# prefer something to something else



## cyaxares_died

I prefer Turkish is: Türkçeyi tercih ediyorum.

But how do you say 'I prefer Turkish to Russian'?


----------



## dawar

Türkçeyi rusçaya tercih ediyorum


----------



## dawar

Prefer something to something else : Birşeyi başka birşeye tercih etmek


----------



## Rallino

A simplest formula would be:

To prefer X to Z = X *'(y)i* *Z* '(y)e** tercih etmek.

**: accusative*
**: dative*


----------



## cyaxares_died

I take it the syntactical order is fixed and I can only say

Türkçeyi rusçaya tercih ediyorum 		

but not

rusçaya türkçeyi tercih ediyorum


----------



## Rallino

Yeah that's right, because you're stressing that you prefer *türkçe* over something else. We try to put the thing which we stress, to the beginning of the sentence.


----------



## lepanto

We can use also as verb like futbol oynamayı müzik dinlemeye tercih ederim (instead of listening to music i prefer to play futbool


----------



## hudaa

lepanto said:


> We can use also as verb like futbol oynamayı müzik dinlemeye tercih ederim (instead of listening to music i prefer to play futbool


hello lepanto, what if I say mutsuz olup uyumamayı kaplsiz olup uyumayı tercih ederim is that correct ?


----------



## shafaq

hudaa said:


> hello lepanto, what if I say mutsuz olup uyumamayı kaplsiz olup uyumayı tercih ederim is that correct ?

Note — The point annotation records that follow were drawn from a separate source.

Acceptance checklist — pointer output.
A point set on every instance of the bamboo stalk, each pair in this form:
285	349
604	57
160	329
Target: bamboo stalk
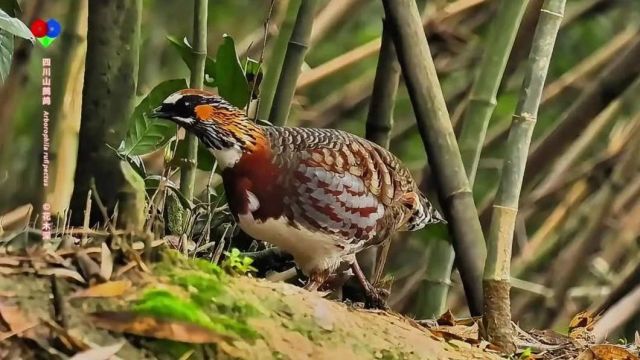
331	15
67	108
497	272
440	143
274	65
385	86
572	79
431	299
482	99
379	124
188	168
482	102
292	63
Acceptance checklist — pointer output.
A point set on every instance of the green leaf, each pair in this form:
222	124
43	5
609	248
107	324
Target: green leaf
145	134
6	53
232	84
134	179
205	161
11	7
186	53
15	27
152	182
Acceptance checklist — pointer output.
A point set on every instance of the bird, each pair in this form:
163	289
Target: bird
321	195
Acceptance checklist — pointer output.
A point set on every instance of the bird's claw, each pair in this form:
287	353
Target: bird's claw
376	298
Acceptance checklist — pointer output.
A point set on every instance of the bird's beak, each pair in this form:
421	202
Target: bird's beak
158	113
437	217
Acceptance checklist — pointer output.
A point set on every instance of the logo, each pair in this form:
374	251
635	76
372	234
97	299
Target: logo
46	31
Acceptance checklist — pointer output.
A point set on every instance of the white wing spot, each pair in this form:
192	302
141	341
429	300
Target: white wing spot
254	203
173	98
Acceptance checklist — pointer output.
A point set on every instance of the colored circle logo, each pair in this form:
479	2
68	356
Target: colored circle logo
53	28
39	28
46	31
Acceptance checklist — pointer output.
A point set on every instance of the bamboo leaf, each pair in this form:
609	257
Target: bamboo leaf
188	56
146	135
232	83
205	158
11	7
15	27
6	53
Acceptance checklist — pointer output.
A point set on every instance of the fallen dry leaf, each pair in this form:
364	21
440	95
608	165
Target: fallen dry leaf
4	270
4	293
151	326
16	320
62	272
99	353
468	334
16	219
106	262
607	352
108	289
583	319
447	319
323	316
89	268
72	342
9	261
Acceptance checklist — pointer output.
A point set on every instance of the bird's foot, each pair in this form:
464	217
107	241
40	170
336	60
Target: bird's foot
316	279
376	298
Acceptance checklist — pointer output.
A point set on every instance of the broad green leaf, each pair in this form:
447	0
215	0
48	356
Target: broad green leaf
145	134
232	84
186	53
15	26
205	161
6	53
153	183
11	7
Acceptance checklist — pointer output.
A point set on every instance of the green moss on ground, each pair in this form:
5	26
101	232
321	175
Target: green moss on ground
264	320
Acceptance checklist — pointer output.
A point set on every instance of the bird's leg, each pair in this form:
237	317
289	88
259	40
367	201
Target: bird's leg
316	279
375	298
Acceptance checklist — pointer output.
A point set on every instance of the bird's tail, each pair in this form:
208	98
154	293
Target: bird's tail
424	213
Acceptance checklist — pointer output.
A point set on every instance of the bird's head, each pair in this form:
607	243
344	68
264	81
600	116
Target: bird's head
217	123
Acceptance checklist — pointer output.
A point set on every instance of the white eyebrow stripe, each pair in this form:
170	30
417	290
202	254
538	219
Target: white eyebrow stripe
173	98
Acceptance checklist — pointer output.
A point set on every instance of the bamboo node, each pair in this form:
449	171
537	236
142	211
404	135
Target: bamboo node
525	117
552	13
510	208
493	101
297	43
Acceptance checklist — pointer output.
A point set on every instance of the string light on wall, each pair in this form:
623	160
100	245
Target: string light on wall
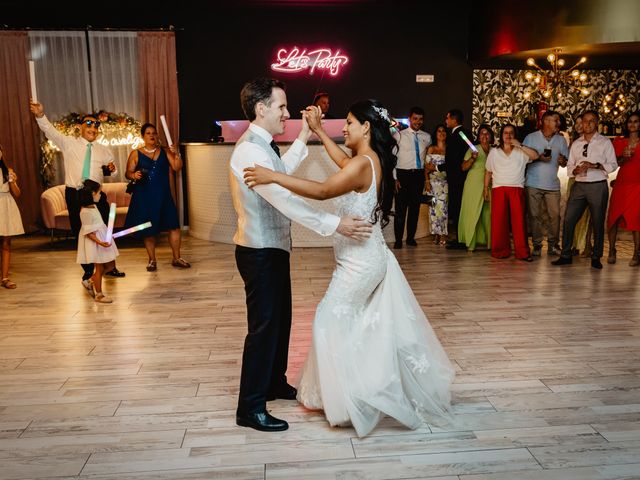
555	82
614	104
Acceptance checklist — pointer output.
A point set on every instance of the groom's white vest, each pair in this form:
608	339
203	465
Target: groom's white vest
260	225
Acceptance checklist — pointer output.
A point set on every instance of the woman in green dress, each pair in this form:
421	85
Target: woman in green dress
474	226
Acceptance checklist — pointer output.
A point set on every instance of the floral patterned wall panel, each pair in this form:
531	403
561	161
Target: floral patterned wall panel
498	97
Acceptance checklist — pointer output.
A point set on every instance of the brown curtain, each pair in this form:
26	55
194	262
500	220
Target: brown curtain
159	81
158	85
19	134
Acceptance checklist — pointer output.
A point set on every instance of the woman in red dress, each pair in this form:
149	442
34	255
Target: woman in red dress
624	209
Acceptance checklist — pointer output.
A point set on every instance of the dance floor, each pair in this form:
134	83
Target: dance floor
547	360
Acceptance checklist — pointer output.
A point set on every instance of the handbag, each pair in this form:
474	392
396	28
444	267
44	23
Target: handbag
427	198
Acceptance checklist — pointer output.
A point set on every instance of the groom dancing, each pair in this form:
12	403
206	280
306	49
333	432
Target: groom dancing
263	243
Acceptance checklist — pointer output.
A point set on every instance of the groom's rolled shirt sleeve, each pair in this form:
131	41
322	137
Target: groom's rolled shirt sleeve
290	205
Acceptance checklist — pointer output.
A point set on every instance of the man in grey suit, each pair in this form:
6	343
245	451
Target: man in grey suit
263	245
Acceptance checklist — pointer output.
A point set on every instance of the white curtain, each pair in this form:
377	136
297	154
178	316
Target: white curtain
62	72
76	75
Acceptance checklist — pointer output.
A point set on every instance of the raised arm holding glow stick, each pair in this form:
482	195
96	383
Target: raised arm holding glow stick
112	219
468	142
32	76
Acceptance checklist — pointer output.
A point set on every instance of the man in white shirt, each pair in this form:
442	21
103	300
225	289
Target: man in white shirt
591	160
263	243
84	158
410	177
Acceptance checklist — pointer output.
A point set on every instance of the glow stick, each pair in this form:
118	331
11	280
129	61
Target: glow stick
471	145
137	228
32	75
166	129
112	219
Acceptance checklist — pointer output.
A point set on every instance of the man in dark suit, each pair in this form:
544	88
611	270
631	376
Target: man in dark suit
454	156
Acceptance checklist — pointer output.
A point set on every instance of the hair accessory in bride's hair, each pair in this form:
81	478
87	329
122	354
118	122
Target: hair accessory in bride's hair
382	113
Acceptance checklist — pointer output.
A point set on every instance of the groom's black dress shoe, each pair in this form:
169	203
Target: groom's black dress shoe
562	261
261	421
284	393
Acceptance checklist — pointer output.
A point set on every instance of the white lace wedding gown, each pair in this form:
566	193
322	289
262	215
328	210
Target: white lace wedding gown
373	351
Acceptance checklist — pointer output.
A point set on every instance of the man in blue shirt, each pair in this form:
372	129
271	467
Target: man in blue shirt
542	183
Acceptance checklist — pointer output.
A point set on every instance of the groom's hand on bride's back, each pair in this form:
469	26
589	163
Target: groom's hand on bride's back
354	227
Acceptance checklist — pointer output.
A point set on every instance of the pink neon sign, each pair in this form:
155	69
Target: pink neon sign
296	60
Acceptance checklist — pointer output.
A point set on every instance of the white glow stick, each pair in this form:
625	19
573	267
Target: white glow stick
471	145
137	228
112	219
166	129
32	75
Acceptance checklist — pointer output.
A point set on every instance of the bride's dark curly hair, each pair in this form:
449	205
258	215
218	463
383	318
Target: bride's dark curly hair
385	146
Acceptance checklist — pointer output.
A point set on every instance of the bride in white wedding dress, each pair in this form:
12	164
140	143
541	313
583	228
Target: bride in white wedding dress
373	351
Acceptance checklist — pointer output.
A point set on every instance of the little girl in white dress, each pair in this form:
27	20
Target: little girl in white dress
92	245
10	220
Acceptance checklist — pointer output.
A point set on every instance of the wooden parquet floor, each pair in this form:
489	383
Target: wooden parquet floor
547	359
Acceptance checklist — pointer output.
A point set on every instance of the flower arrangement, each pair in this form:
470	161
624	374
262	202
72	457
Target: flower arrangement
115	129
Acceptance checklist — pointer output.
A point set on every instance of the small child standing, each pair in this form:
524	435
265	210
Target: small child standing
92	247
10	220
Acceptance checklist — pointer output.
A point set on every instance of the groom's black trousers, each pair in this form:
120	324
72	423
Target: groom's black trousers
267	284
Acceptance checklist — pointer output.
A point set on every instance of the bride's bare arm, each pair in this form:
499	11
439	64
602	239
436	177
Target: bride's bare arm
345	180
314	119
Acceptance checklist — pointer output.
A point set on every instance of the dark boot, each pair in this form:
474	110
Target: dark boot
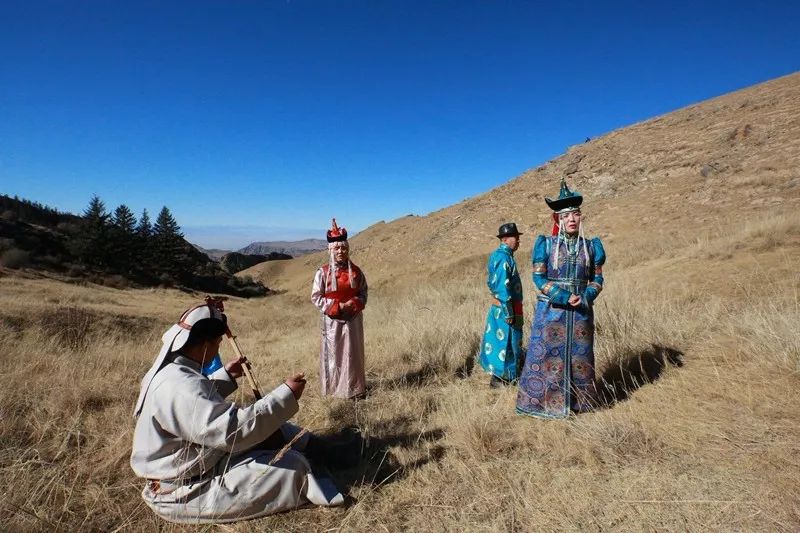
499	383
336	455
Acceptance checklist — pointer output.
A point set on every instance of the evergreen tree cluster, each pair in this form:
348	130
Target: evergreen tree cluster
15	208
116	242
102	245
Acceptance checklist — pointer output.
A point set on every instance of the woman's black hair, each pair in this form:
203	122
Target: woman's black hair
207	329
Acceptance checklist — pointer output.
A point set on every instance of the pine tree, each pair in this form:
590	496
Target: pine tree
169	246
92	245
125	220
124	245
166	226
145	228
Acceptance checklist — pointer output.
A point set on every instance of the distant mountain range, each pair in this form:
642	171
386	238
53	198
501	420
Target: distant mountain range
271	249
293	248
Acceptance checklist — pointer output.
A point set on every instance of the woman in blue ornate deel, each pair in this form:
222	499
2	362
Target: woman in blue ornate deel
558	374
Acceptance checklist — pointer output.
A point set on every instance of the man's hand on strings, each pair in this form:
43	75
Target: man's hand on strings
297	383
234	367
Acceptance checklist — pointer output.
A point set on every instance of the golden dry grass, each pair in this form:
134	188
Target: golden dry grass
700	431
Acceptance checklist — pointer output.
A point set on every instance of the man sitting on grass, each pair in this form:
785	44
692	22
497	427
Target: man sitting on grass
205	459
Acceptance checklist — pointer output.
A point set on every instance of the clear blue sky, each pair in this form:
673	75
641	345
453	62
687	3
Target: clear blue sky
253	119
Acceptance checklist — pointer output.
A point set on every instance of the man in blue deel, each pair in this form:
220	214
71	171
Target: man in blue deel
502	337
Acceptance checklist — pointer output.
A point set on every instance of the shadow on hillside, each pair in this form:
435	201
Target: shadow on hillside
635	370
380	464
465	370
420	377
434	372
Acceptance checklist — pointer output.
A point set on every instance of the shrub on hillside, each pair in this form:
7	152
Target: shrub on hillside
15	258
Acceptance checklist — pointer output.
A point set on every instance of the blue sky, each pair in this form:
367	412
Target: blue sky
258	120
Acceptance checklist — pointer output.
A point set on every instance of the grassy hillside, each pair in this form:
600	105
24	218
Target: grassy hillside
697	352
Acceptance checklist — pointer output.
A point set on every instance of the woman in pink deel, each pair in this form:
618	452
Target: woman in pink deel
340	293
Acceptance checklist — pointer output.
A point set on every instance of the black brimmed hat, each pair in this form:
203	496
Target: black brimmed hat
508	229
567	200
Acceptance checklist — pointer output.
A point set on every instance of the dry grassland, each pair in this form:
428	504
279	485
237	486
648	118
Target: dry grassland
700	428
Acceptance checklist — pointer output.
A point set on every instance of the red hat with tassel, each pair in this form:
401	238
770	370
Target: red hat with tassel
336	234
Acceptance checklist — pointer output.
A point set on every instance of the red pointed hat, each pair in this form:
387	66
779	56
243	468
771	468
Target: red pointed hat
336	234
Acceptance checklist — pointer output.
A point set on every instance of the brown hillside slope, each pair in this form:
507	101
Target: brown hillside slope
700	168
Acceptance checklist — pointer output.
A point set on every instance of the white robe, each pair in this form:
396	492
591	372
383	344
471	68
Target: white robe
201	454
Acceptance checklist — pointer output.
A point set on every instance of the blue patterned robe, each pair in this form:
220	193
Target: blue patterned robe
501	346
558	374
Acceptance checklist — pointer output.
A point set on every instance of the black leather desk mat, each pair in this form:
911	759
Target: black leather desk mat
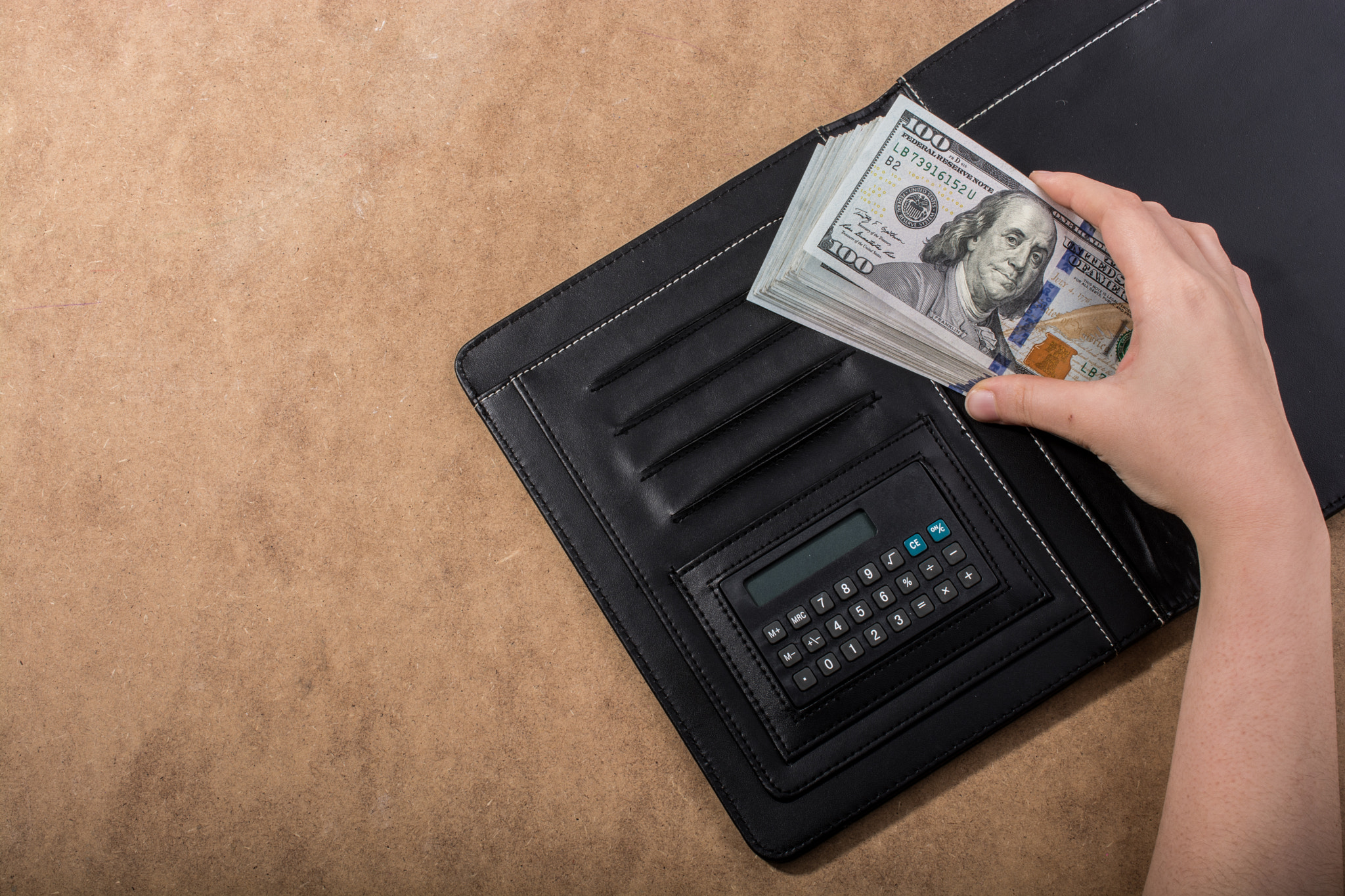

Mutsuz olup uyumamayı, kalpsiz olup uyumaya tercih ederim.
A bit better version is:
Mutsuz olup uyumamayı, kalpsiz ol*arak* uyumaya tercih ederim.


----------



## hudaa

shafaq said:


> Mutsuz olup uyumamayı, kalpsiz olup uyumaya tercih ederim.
> A bit better version is:
> Mutsuz olup uyumamayı, kalpsiz ol*arak* uyumaya tercih ederim.


Ah yes çok teşekkür ederim ☺


----------